2. The automated formulation design system for determining tablet and capsulation formulations according to claim 1, wherein said individual materials are represented by means of floating point material attribute functional coefficients, when mapped onto each face or an edge or a vertex of a meshwork polyhedron.
3. The automated formulation design system for determining tablet and capsulation formulations according to claim 1, wherein said individual materials are represented by means of integer functional coefficients, when mapped onto each face or an edge or a vertex of a meshwork polyhedron.
4. The automated formulation design system for determining tablet and capsulation formulations according to claim 1, wherein said individual materials are represented by means of short word functional coefficients, when mapped onto each face or an edge or a vertex of a meshwork polyhedron.
5. The automated formulation design system for determining tablet and capsulation formulations according to claim 1, wherein said individual materials are represented by means of byte type functional coefficients, when mapped onto each face or an edge or a vertex of a meshwork polyhedron.
6. The automated formulation design system for determining tablet and capsulation formulations according to claim 1, wherein for said combination all material attributes from the simulated mixture or mixtures thereof are storable by means of the voxel.
7. The automated formulation design system for determining tablet and capsulation formulations according to claim 1, wherein the combinations are usable in diffusion simulation.
8. The automated formulation design system for determining tablet and capsulation formulations according to claim 1, wherein the combinations are usable in dissolution simulation.
9. The automated formulation design system for determining tablet and capsulation formulations according to claim 1, wherein the combinations are usable in disintegration simulations.
10. The automated formulation design system for determining tablet and capsulation formulations according to claim 1, wherein the combinations are usable in swelling simulation.
11. The automated formulation design system for determining tablet and capsulation formulations according to claim 1, wherein the combinations are usable in compression simulation.

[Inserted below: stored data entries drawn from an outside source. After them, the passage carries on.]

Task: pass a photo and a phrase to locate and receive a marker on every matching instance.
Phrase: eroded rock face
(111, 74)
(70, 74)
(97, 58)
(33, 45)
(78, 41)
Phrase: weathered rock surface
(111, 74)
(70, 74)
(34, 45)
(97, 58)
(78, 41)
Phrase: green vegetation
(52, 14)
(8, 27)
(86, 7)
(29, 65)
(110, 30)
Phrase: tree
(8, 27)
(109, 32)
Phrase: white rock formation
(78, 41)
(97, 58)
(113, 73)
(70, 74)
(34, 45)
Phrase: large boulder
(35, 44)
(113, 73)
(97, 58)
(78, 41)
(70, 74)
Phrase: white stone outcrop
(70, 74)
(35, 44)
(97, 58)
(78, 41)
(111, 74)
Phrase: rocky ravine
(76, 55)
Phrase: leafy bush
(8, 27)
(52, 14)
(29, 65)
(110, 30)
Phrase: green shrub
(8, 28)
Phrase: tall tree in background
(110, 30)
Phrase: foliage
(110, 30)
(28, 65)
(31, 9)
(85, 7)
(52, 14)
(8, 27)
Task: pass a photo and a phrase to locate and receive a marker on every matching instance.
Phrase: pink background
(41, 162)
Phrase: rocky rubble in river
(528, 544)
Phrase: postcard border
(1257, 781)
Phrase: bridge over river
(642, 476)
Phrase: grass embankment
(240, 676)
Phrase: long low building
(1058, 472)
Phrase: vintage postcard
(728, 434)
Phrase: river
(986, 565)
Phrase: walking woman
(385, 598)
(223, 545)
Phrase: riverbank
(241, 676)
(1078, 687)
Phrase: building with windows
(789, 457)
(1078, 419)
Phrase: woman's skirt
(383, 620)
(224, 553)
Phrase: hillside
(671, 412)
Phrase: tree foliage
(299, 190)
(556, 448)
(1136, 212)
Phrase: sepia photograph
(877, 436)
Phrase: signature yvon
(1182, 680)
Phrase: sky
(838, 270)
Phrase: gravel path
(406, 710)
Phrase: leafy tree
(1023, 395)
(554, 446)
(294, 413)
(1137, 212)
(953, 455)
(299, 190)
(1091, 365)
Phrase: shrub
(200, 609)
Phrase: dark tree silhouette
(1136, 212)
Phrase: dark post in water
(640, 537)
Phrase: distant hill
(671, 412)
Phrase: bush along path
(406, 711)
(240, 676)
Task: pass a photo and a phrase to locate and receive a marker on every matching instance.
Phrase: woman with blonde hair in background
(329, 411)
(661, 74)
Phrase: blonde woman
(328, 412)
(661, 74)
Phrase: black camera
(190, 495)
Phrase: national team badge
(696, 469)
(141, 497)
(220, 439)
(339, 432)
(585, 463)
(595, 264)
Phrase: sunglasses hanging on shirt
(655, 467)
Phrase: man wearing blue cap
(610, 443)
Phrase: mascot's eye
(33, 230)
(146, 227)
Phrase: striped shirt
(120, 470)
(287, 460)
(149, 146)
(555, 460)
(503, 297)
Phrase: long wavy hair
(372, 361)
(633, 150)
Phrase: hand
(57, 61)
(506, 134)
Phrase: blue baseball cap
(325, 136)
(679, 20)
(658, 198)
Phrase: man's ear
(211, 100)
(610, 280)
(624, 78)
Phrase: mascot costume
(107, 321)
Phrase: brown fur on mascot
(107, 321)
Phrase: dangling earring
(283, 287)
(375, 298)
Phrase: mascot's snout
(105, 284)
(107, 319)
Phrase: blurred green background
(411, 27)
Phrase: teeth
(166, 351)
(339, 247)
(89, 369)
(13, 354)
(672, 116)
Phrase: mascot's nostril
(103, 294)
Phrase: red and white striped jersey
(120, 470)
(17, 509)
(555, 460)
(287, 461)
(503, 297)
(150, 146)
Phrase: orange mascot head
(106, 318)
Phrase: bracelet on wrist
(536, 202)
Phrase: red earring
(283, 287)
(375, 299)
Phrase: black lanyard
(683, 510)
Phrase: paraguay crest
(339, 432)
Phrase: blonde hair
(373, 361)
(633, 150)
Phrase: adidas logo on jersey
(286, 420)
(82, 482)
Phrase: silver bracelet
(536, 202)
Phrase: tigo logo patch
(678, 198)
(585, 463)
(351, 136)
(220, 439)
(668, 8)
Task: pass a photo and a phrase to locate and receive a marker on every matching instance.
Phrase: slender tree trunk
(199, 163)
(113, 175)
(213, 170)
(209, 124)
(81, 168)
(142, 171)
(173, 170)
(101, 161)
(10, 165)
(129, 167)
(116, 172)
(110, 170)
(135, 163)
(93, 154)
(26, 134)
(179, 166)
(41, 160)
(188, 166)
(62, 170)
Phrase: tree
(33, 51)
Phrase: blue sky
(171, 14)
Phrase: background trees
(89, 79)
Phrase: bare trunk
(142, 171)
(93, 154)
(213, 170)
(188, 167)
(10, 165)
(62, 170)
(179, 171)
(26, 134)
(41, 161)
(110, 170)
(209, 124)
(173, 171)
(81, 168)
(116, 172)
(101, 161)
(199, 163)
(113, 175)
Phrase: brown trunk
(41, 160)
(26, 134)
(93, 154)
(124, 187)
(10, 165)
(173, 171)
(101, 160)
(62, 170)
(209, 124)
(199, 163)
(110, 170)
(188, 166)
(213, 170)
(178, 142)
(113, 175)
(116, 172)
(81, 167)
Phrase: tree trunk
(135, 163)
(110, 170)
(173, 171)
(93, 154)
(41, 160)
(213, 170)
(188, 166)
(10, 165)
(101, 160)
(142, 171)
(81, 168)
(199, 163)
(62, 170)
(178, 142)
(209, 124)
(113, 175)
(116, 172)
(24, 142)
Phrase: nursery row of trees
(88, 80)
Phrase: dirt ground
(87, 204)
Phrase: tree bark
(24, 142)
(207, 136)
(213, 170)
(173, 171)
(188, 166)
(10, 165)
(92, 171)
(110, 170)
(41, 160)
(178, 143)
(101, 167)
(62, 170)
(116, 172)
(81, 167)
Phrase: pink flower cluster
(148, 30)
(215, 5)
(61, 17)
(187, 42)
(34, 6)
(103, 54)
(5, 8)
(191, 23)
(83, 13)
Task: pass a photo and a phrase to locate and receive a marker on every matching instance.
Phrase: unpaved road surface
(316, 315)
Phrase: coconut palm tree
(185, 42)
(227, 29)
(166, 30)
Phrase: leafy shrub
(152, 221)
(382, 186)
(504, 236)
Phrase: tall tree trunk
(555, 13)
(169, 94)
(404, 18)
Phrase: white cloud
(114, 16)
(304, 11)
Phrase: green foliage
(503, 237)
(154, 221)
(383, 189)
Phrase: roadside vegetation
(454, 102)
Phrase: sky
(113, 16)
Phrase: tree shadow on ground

12. The automated formulation design system for determining tablet and capsulation formulations according to claim 1, wherein the combinations are usable in post-compressive stress distribution and lamination/capping simulation.
13. The automated formulation design system for determining tablet and capsulation formulations according to claim 1, wherein for the simulation and development of a targeted tablet or capsule formulation achieving a targeted release profile in simulated body fluids, the system comprises a calibration module calibrating the simulation environment and the system to match real-world behavior of substances and processes, wherein the formulation is developed by means of the calibrated simulation environment.